Lundi 3 août: Pris le train à la gare de la Chapelle après avoir embrassé tout le monde, j’ai laissé à la maison ma mère en pleurs, pauvre femme, elle ne fait pas quelques jours avant avoir élevé deux fils pour les envoyer à la boucherie. Arrivé à Douai à minuit je rentre de suite au quartier Conroux que je connaissais déjà. passé une assez bonne nuit.

Extrait de la Nouvelle carte des chemins de fer  A. Taride (Paris) – 1912 © Gallica

Mardi 4 aôut: Pas grand chose Habillement des hommes je reconnais quantité d’amis qui sont pour la plupart des chefs, on se serre la main avec effusion car ils partent presque tous pour la frontière. Moi je suis suis dans une batterie de dépôt et j’attends mon tour pour marcher à l’ennemi car il paraît que nous sommes là pour compléter les batteries où il y aura des tués.

Mercredi 5: Rien de nouveau, c’est le morne ennui de la vie de caserne.

Jeudi 6: on s’ennuie toujours ce qui rompt un peu la monotonie ce sont les nouvelles: il parait que les Belges se défendent vaillamment et l’on parle d’un combat devant Liège où il y aurait 8000 Allemands tués. Pourvu que ça ne dure pas trop et que nous puissions revoir tous les nôtres. Je pense à mon frère, et je me demande s’il a été reconnu malade, pauvre petit gars, il n’est pas très bien, se lever pour aller sur les champs de bataille.

Vendredi 7: Aujourd’hui je suis de garde au polygône et j’en suis content; au moins comme çà je ne suis pas seul avec mes idées qui ne sont pas roses.

Samedi 8: J’ai monté à cheval toute la journée et comme il n’y a pas de selle il a fallu monter à poils aussi ce soir j’ai les fesses écorchées.

Dimanche 9: Répétition de la journée d’hier seulement les fesse me font un peu plus mal: mais il faut bien monter ces chevaux qui ont besoin d’être dressés. Il y en a beaucoup de mauvais parmi eux; un homme a été tué net d’une ruade en pleine poitrine. Je pense à tous les miens et je me demande ce qui se passe à Paris: j’ai écris mardi, à l’heure actuelle je n’ai pas encore de réponse, ce qui fait que j’attends pour écrire une seconde lettre, car je me demande si elles parviennent à destination.

La lettre évoquée est celle reçue par Suzanne et évoquée dans l’article sur les cartes postales.

Lundi 10: Enfin, les nouvelles tant désirées sont arrivées et je les ai lues avidement. ce soir je vais écrire à nouveau pour rassurer la famille sur mon sort.

Samedi 22: Jusqu’à aujourd’hui c’est le train train journalier du quartier.
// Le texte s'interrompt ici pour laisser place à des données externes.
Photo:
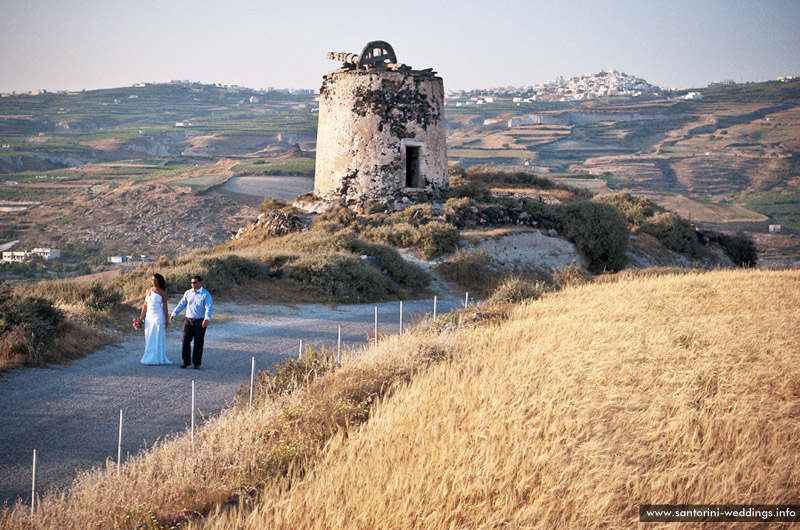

Suzanne est venue me voir; çà m’a mis un peu de baume dans le cœur.

23 et 24: Deux bonnes journées passées ensemble; elle reprend le train de 2H42 pour Paris. Il était temps, en rentrant au quartier, rassemblement pour fuir devant les Allemands qui sont à Archies, à 10 k de Douai. Nous fuyons devant l’invasion il paraît que l’on va à Louviers pour mettre les chevaux à l’abri; on marche toute la nuit jusqu’à Arras où nous mettons nos chevaux dans le champ de courses.

Douai-Arras c’est 26 km. Actuellement si l’on souhaite faire ce trajet en randonnée, il est indiquée 6h, mais avec leur barda, les soldats on dû mettre plus de temps.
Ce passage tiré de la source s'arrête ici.